Okay… think! Look what yaml_chop is doing to choose the template. Yup wow, could it really be this easy:

def drafts():
    print("Drafts")
    for i, (fm, body, combined) in enumerate(yaml_generator(YAMLESQUE, drafts=True)):
        # Format the date:
        adate = fm["date"]
        date_object = datetime.strptime(adate, "%a %b %d, %Y")
        adate = date_object.strftime("%Y-%m-%d")
        fm["date"] = adate

        # Build the permalink:
        stem = slugify(fm["title"])
        fm["permalink"] = f"{BLOG}{stem}/"
        print(stem)

        filename = f"{OUTPUT_PATH}/{adate}-{stem}.md"
        with open(filename, "w", encoding="utf-8") as fh:
            fh.write("---\n")
            for afield in fm:
                if afield != "published":
                    fh.write(f"{afield}: {sq(fm[afield])}\n")
                fh.write(f"{afield}: {sq(fm[afield])}\n")
            fh.write("layout: plain\n")
            fh.write("---\n")
            fh.write(body)
    print("drafts chopped!")

Well, it was almost that easy. I have yaml_generator serving quite a few purposes. I don’t want to spread this core code over different locations, so there’s quite a few parameters to control the behavior. The complexity of this sort of thing has to be held at bay. This is just about the upper limit.

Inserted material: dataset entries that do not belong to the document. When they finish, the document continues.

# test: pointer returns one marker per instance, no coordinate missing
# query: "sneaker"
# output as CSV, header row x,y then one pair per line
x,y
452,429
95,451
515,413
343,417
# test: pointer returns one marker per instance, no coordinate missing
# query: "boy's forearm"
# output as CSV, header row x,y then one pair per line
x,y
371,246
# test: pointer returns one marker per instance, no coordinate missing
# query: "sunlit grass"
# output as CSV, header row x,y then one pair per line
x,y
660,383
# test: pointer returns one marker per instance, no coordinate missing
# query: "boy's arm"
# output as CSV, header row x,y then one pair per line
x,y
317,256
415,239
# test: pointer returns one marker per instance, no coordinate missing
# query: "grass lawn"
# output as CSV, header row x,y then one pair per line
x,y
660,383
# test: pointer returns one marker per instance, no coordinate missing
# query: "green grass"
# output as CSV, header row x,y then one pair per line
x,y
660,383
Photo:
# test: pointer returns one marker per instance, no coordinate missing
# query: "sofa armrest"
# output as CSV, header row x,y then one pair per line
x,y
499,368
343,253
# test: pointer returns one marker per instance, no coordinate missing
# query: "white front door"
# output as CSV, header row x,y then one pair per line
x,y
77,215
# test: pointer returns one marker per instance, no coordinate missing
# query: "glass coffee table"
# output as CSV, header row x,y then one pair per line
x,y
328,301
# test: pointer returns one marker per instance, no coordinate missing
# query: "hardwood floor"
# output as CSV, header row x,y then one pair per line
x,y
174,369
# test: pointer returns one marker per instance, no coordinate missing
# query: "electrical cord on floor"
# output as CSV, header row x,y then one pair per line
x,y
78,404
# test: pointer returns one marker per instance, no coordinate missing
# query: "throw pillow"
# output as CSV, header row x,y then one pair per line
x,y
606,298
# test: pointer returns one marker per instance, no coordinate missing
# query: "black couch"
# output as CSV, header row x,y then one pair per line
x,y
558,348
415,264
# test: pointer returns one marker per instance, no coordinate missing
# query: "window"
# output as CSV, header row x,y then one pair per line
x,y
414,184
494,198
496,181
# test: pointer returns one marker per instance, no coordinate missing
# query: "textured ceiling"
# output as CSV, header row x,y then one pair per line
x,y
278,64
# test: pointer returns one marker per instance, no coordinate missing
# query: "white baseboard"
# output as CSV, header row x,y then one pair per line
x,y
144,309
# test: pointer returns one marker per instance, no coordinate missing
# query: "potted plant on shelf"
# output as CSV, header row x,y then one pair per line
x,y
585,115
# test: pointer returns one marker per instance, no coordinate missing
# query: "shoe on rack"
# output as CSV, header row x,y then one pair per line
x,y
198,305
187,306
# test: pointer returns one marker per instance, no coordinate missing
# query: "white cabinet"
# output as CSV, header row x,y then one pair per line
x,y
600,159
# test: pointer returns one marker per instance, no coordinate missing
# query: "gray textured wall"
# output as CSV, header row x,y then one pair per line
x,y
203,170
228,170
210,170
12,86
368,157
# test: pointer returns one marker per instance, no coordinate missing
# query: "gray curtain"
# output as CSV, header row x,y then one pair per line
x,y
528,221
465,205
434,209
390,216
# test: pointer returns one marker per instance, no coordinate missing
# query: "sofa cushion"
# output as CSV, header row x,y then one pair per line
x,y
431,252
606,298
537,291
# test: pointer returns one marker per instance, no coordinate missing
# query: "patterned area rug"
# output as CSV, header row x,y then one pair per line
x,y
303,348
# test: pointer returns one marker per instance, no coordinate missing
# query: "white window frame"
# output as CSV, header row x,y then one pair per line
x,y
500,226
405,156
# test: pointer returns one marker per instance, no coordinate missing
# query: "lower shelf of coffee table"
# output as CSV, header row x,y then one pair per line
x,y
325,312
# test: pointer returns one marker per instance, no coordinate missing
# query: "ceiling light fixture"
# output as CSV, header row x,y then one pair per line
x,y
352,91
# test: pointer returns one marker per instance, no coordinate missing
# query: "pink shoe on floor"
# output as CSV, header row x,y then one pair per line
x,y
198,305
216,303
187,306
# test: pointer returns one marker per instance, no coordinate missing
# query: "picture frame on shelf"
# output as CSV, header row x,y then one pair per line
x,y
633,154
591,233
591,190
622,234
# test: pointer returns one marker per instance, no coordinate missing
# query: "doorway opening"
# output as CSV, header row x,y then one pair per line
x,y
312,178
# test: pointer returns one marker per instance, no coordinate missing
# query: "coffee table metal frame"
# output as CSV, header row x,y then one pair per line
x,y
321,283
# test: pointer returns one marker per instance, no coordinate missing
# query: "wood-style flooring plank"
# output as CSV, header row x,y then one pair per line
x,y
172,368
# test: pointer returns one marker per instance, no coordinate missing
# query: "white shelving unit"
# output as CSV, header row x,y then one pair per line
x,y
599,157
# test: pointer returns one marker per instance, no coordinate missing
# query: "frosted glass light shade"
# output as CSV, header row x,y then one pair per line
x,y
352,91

def yaml_generator(full_path, reverse=False, drafts=False, clone=False):
    # __   __ _    __  __ _        ____                           _
    # \ \ / // \  |  \/  | |      / ___| ___ _ __   ___ _ __ __ _| |_ ___  _ __
    #  \ V // _ \ | |\/| | |     | |  _ / _ \ '_ \ / _ \ '__/ _` | __/ _ \| '__|
    #   | |/ ___ \| |  | | |___  | |_| |  __/ | | |  __/ | | (_| | || (_) | |
    #   |_/_/   \_\_|  |_|_____|  \____|\___|_| |_|\___|_|  \__,_|\__\___/|_|
    """Yields a stream of 3-tuples (YAML, post, original) from YAMLesque file.
    If there's no YAML, the yielded tuple will be (None, original, original)"""
    with open(full_path, "r") as fh:
        posts = CHOP.split(fh.read())
        if reverse:
            posts.reverse()  # Reverse so article indexes don't change.
        for i, post in enumerate(posts):
            rv = None, post, post  # Always rebuild source at very least.
            py, yaml_str, body = None, "", ""
            if "---" in post:
                yaml_str, body = post.split("---", 1)
                try:
                    py = yaml.load(yaml_str, Loader=yaml.FullLoader)
                    rv = py, body, post
                except yaml.YAMLError:
                    # Deliberately passing silently to prevent attempts
                    # to create pages where there is no page to create.
                    ...
            if clone:
                # If we're cloning, we want to yield everything.
                yield rv
            elif py and "published" in py and py["published"] == False and drafts:
                # It's a draft and we're rendering drafts.
                yield rv
            elif py and "published" in py and py["published"] == False:
                # It's a draft and we're not rendering drafts.
                # so skip it.
                continue
            elif not drafts:
                # The general default.